It's a matter of common sense and properly utilising our resources, as well as our heads.

With Australia as vast as it is and with such a relatively low population density, logistical problems of transport, quarantine, customs and coastal defence have always been issues.  With technology advancing as rapidly as it is, for both the crooks and those policing, we need to take advantage of everything we have, in order to maintain control over these important areas of our life and lives in this country.


Restricting entry to more easily controlled entry points is one way, and it also enables a much higher level of service to be provided at those points.  Decentralising services to those specialised transport hubs can also offer populations a reason to move away from the densely populated cities and into regional areas.
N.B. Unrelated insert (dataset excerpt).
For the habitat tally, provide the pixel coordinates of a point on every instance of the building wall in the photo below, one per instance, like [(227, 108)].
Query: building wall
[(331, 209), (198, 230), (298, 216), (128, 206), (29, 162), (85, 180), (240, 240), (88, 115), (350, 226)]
If Dubbo was a traffic hub, with an international airport, a railhead and a road transport hub, linked with others at Toowoomba, Townsville, Broome and Adelaide, this would enable:

  1. A total customs and quarantine environment – able to be totally isolated until clearance was obtained.  This could be for air cargo, as well as human travellers and bring a new level of security into the air transport industry.  Drug and contraband detection par excellence could be built into the facilities on a level previously not known, and provide protection not previously available at airports.
  2. Bulk passenger arrivals from international destinations in the largest passenger aircraft, with a parallel domestic service delivering passengers in smaller, quieter aircraft specifically to the destinations they wanted to reach without congesting those destinations.  In these particular international airports, there would be no limits on airport runway lengths or curfews.  Weather is also much more predictable away from the coastal regions, with less chance of air traffic arrival or departure delays.  Accommodation infrastructure would be built to support the airport capacity.
  3. Currently overcrowded air and terminal spaces at major capital city airports of Melbourne, Sydney and Brisbane would be relieved and domestic only aircraft would be landing there on regular schedules.  However, for Heads of State such as the US President with his Air Force One Jumbo, the capacity of the airport is still available for the larger aircraft, and airspace security would be further enhanced.
  4. Aircraft servicing facilities could be built in these lower infrastructure cost areas, further decentralising expertise and population.  Rather than sending aircraft offshore for servicing, with the lower overheads possible, servicing of aircraft could become an industry that brings other airlines and business into Australia.
  5. Air Traffic Control would also be simplified and safer with fewer terminals, in more widely dispersed areas, with specifically international traffic only corridors and domestic traffic only corridors.  This also brings a new level of security into anti-terrorism management.  A 9-11 style attack would become very difficult to coordinate with such a well-coordinated air traffic control system.
  6. Location of Air Defence Forces in nearby locations and “over the horizon” radar could also facilitate air traffic control, other sea and air traffic movements and any other ground movements in the regions.  This, in coordination with a Coast Guard service as detailed elsewhere in these policies, would complete a coastal defence system and network of services.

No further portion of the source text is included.